Le site Web interactif créé par l’organisation pour enquêter sur ces faits, baptisé Tear Gas: An Investigation, vient d’être mis à jour afin d’intégrer de nouveaux cas de violations des droits humains commises par des policiers contre des manifestant·e·s pacifiques dans le monde.

Depuis son lancement en juin 2020, Amnesty International a vérifié des cas récents de recours inconsidéré au gaz lacrymogène dans plusieurs pays, parmi lesquels la France, le Guatemala, l’Inde, le Mali, le Nigeria, le Pérou, la Serbie et la Tunisie.

« L’utilisation abusive du gaz lacrymogène par les forces de police qui persiste à travers le monde est irresponsable et dangereuse, car il arrive souvent qu’elle blesse et même parfois qu’elle tue des personnes manifestant pacifiquement, a déclaré Patrick Wilcken, directeur adjoint du programme Thématiques mondiales d’Amnesty International.

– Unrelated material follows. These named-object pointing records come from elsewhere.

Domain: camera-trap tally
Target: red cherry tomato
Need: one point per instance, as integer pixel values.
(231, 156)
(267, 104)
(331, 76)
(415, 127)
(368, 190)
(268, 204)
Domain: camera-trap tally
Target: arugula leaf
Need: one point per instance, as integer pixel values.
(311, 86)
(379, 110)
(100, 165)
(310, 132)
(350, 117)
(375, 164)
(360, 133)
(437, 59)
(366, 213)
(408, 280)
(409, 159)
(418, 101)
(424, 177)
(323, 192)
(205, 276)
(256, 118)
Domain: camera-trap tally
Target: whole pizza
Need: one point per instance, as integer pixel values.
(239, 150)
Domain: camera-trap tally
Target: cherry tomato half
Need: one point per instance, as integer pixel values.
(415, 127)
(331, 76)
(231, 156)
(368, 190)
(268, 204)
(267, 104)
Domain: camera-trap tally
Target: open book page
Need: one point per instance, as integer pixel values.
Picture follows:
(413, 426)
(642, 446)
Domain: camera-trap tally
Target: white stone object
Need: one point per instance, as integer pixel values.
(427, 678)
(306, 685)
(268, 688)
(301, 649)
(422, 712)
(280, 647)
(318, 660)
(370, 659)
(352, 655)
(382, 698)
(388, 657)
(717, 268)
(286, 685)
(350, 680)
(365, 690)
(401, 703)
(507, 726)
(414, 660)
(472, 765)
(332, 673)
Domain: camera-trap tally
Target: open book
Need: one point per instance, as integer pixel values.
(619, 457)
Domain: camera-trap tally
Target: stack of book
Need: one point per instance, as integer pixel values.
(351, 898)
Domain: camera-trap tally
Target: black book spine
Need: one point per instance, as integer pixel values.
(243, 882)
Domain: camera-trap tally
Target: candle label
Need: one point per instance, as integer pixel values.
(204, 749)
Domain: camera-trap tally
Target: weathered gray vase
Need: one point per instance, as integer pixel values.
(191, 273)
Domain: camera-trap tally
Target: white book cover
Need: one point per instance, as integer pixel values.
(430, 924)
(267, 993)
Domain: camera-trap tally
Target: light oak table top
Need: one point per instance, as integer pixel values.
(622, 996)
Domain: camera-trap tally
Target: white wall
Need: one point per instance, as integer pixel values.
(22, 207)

« Notre dernière analyse en date montre une nouvelle fois que les forces de sécurité continuent d’utiliser massivement à mauvais escient cette arme à létalité réduite. Bien trop souvent en 2020, des manifestant·e·s pacifiques se sont heurtés à la violence, y compris à un recours généralisé et illégal au gaz lacrymogène, qui peut s’apparenter à la torture et aux autres mauvais traitements dans certaines circonstances.

« Nous appelons à nouveau les autorités de tous les pays à respecter le droit de manifester pacifiquement et à exiger que les responsables de l’utilisation illégale du gaz lacrymogène contre des personnes exerçant ce droit rendent des comptes. »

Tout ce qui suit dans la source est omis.